My wife and I like to shop at the $5 and $10 movie bin at Wal Mart. Recently, she bought a season of the old school Mission: Impossible TV show. We noticed some things from our Sixties time warp:
- Only people displaying a particular style were allowed on TV. All men were clean shaved (except baddies) and wore short hair with a part. They wore suits in public, and sweaters in private. Women always wore high heels and evening gowns.
- Children are not seen.
- People from the sixties drank like fish and smoked like chimneys.
I'd like to talk about point no. 1:
Back in the 90’s where I’m from, I remember high school being one tsunami of style or culture after another. The Tommy Hilfiger and Abercrombie phases were particularly dominant. Then there was the baggie jeaned skateboarder look, the baggie jeaned NWA look and so forth.
Most of this came from MTV. Everyone watched it, and it created a collective consumer consciousness that drove teenagers insane with style greed.

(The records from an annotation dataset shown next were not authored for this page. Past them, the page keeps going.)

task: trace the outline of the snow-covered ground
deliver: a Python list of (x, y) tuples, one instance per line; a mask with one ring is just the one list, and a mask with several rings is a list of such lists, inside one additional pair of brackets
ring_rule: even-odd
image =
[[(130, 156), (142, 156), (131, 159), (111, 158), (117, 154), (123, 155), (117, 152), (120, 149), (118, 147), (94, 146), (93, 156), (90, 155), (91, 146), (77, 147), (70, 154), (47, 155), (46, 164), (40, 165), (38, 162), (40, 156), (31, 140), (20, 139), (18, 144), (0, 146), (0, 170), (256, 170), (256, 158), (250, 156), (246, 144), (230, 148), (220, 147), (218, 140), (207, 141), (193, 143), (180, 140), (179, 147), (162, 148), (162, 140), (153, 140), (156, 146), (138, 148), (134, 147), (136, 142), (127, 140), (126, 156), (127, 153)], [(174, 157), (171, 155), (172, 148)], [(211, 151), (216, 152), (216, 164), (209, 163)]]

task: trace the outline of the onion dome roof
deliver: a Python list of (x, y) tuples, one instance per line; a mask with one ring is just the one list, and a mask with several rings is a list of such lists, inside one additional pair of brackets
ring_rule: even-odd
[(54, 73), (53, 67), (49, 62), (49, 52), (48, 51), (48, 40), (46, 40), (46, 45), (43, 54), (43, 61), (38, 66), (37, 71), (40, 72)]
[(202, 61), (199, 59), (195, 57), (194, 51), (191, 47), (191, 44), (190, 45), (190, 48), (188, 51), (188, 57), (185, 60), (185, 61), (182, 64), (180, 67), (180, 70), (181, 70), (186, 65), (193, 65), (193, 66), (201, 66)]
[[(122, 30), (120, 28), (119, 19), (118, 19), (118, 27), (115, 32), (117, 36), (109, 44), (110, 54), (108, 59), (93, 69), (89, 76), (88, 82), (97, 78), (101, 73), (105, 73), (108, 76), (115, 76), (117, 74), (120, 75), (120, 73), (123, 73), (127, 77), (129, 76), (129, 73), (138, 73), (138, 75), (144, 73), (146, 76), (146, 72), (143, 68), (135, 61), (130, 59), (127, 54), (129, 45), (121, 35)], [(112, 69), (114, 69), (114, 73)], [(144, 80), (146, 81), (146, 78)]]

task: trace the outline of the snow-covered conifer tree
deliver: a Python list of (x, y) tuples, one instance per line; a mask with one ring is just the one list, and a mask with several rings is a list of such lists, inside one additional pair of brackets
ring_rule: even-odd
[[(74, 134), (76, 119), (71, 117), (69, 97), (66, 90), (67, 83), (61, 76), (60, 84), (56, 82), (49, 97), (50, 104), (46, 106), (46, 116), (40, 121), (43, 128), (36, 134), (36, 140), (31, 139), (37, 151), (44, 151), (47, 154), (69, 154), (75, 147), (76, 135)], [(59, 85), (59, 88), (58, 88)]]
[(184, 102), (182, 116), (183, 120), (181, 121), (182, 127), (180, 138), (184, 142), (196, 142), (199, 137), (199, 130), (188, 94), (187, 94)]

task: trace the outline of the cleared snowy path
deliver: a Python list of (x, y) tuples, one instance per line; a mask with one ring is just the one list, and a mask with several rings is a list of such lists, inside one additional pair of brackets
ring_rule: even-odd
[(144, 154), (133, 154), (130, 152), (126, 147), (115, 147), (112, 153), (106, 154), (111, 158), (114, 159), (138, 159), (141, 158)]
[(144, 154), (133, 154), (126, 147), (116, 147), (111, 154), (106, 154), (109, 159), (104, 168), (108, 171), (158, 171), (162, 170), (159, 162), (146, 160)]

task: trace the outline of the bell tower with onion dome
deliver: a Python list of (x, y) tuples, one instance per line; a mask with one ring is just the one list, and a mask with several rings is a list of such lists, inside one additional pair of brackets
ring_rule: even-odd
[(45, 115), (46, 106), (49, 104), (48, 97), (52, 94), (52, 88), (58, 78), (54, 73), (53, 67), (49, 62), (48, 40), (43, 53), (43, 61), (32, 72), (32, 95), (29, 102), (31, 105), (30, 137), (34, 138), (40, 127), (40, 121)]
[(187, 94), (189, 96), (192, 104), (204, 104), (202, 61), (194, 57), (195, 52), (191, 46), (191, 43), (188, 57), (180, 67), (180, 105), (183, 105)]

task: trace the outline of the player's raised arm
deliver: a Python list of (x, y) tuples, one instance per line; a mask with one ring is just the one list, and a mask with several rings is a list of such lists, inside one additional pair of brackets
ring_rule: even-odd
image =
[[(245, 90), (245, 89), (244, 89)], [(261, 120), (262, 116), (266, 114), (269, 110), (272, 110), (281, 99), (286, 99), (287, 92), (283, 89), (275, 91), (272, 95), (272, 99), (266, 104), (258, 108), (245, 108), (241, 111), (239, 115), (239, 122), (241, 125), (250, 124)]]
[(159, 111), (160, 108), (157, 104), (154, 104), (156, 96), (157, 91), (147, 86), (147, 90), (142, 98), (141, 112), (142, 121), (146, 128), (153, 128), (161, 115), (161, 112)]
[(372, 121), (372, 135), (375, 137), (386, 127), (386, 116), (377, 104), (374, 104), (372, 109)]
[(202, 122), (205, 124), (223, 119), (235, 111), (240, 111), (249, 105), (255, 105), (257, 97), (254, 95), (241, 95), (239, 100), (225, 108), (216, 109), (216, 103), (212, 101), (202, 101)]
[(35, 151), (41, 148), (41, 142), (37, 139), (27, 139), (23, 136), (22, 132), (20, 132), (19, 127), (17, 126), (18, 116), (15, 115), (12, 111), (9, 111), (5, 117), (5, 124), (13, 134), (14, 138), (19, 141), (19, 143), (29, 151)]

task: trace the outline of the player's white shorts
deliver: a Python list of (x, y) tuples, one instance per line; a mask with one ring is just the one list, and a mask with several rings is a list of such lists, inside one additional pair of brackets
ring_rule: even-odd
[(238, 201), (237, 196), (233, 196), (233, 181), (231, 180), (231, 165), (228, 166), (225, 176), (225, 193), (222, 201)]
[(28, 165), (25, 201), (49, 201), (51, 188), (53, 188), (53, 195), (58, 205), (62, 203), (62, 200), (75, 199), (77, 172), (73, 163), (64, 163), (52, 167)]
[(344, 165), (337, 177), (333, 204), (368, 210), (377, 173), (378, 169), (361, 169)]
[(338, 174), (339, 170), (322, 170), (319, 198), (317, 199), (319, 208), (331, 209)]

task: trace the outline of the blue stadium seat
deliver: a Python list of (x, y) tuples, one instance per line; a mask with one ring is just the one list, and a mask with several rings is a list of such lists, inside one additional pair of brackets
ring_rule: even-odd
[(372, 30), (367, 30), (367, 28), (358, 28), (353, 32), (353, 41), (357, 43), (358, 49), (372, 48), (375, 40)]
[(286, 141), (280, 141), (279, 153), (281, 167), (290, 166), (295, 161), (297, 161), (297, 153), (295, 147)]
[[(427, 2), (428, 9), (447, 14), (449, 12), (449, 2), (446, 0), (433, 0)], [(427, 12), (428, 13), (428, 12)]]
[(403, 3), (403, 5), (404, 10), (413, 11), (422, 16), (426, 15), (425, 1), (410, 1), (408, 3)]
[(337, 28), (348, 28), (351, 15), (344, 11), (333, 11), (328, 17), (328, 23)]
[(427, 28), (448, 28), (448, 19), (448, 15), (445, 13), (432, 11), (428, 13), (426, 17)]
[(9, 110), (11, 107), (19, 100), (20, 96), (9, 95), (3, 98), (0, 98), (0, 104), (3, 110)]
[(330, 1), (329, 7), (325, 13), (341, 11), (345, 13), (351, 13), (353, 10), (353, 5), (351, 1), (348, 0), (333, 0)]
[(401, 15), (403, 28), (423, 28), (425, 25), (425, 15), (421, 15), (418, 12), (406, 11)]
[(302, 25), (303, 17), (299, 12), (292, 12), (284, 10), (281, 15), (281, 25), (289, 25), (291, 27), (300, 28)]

What are my kids watching?
My son likes to watch a British Minecraft Youtuber build virtual stuff. He also likes the Crazy Russian Hacker, a Russian-Oregonian Youtuber who does science experiments and other cool things in his basement.
My wife likes Facebook.
My daughter likes Youtube.
I like Seattle Sports Insider.
We don’t have cable. We don’t subscribe to a newspaper. We don’t subscribe to any magazines. The only entertainment we will spring for are blockbuster movies, books, or video games. We are the new normal. Everyone I know is doing the same thing. Televised sports are the only thing that people watch on live TV. As a result, commercials have zero influence on American culture. TV is dead. It was killed off sometime in the last five years but its death started with TiVo.
With no TV to tell people what is cool, style has become a hodgepodge that hasn’t been seen since the Wild West. You are just as likely to see a kid wearing a tucked in plaid shirt as you are to see a kid wear his pajamas into a store. My kids have no brand loyalty to Nike, Reebok or Sketchers. My kids don't see any style of dress as uncool. Would it surprise any of you to see someone walking down the street in a gladiator suit?
This is not the world I grew up in.
Then posters LR and Rick have a discussion that turned this lightbulb on for me:
If Bernie or Cruz or whoever uses a free public medium to communicate his/her ideas, and it RESONATES with people on such a large scale, then that candidate has in effect spoken directly to the people. Democracy. - See more at: http://baseball.seattlesportsinsider.com/blogs/kk/konspiracy-korner-feel...
Says LR.
Billionaires created a system that allows a guy with a Honda Civic hybrid, smartphone, and HDTV to run rings around them in financing a campaign. For free. He doesn't have to spend a dime on advertising. So..that makes who corrupt? Nobody is corrupt, and rich billionaires are not "rigging campaigns". They are forced to sit back and watch an old socialist use their infrastruct to fund his campaign. Free advertising that beats paid advertising, and even beats public financing without facebook.
Bernie posts a meme and instantly the whole world gets it, and moves it along. How is that inferior to TV advertising, which expensive, and can't be passed along?
- See more at: http://baseball.seattlesportsinsider.com/blogs/kk/konspiracy-korner-feel...
Says Rick.
They were arguing about something else, but their consensus was the interesting point.
The loss of elite media has created effects that go way beyond clothing and toys. While this is worrisome, as it provides a way for a lowbrow WWE type candidate, like Donald Trump, to flourish, there is something great here as well. The Vanderbilts, and the Kennedys, the Bushes and the Clintons are out. If advertising is free, and has minimal effect when it is not, then money cannot buy the American vote. I don’t want to live in Sweden or Idiocracy*, but it feels like an old cancer has been removed from the United States.
The future has been somewhat disappointing, as I was promised easy living and a hoverboard, and I got student loans, a dryer that argues with me about the lint screen and computers so small they are in constant danger of being run through the wash. But this, seeing a generation that isn’t brainwashed by commercials, this I can sink my teeth into. TV is dead. Feel the Bern.
*Idiocracy is a vulgar dystopian future movie by Mike Judge where everyone is stupid, and the president is a pro wrestler who shoots an FAL over the heads of Congress when they get out of line. I think Donald Trump’s potential presidency might be kind of like that.